Annie Leonard, uma especialista internacional em questões de saúde ambiental e sustentabilidade, gastou dez anos seguindo “coisas” desde o seu surgimento como matéria prima até seu fim no lixo. Seu documentário, “A História das Coisas” pode ser classificado tanto como entretenimento como filme educacional e já foi assistido por mais de três milhões de pessoas (www.storyofstuff.com).

Annie descreve o problema simplesmente: “Nós nos transformamos em uma nação de consumidores. Nossa identidade principal se tornou ser consumidores. Não mães, professores, ou agricultores – mas consumidores”. Sua maior preocupação é com o fato de que esta nossa mania consumista destrói nosso equilíbrio com a natureza e arruína a vida das pessoas. E tudo isso acontece longe dos olhos do público.

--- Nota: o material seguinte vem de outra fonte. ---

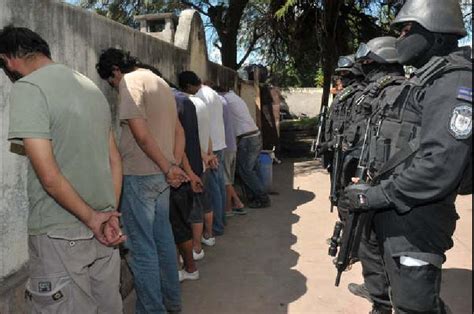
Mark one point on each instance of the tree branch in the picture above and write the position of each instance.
(250, 49)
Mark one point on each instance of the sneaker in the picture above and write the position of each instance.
(184, 275)
(259, 204)
(209, 241)
(360, 291)
(239, 211)
(380, 309)
(198, 256)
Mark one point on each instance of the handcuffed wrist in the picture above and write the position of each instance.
(172, 165)
(377, 198)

A seguir alguns fatos descobertos por ela:

Só nas últimas três décadas foi consumido um terço dos recursos naturais do planeta.

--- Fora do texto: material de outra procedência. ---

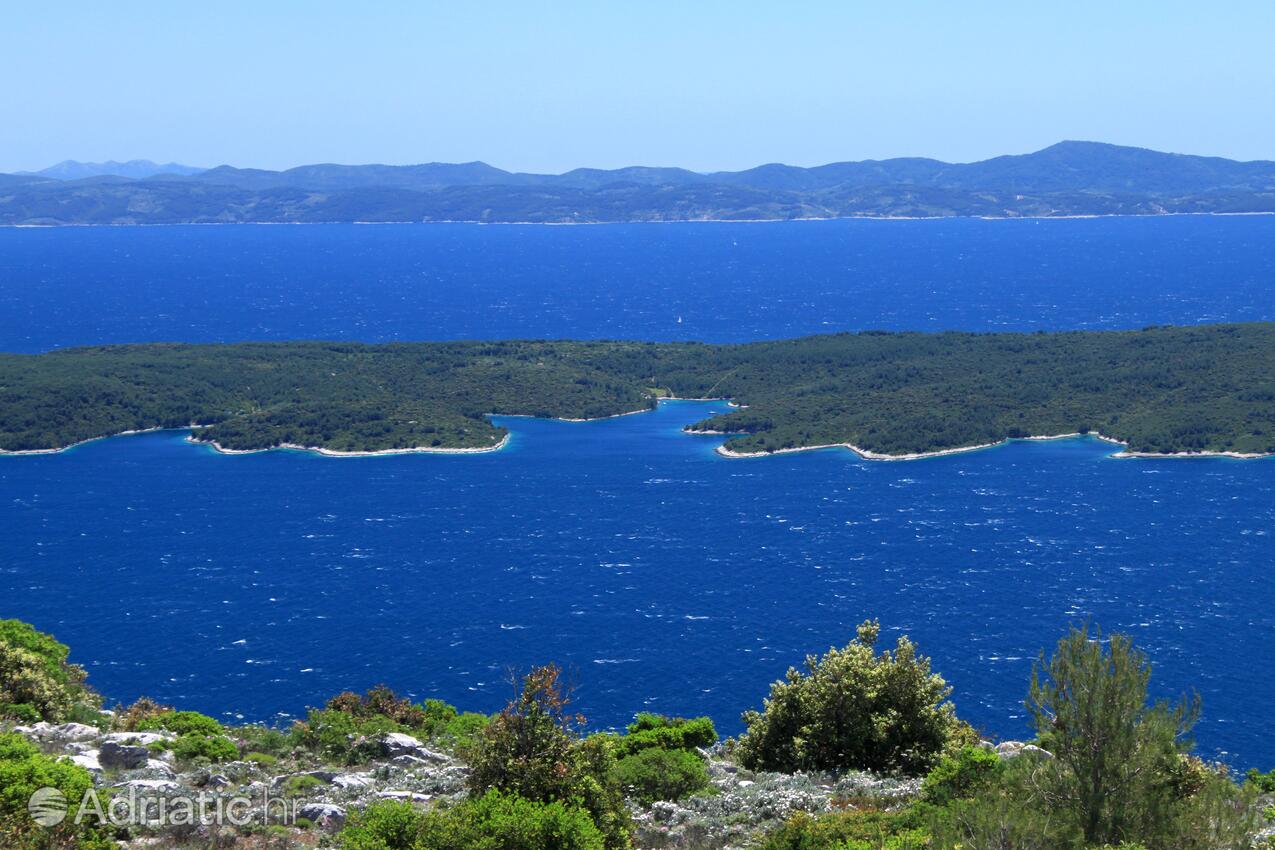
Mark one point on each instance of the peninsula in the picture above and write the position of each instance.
(1159, 390)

75% das áreas globais de pesca são exploradas no limite ou acima da sua capacidade. 85% das florestas originais do planeta desapareceram.

Os Estados Unidos tem apenas 5% da população mundial, mas usa 30% dos recursos mundiais e cria 30% dos resíduos mundiais. Se todos no mundo consumissem às taxas americanas, seriam necessários de 3 a 5 planetas.

A indústria norte-americana gera acima de um milhão e oitocentas mil toneladas de produtos químicos tóxicos por ano. Mais de 100.000 produtos químicos sintéticos são utilizados atualmente pelo comércio.

Os produtos químicos tóxicos existentes nos produtos consumidos são absorvidos por nosso organismo. De fato, o leite materno é o primeiro da lista de produtos alimentares, com o maior nível de contaminantes tóxicos.

Cada americano gera mais de 2 quilos de lixo por dia, o dobro de 30 anos atrás.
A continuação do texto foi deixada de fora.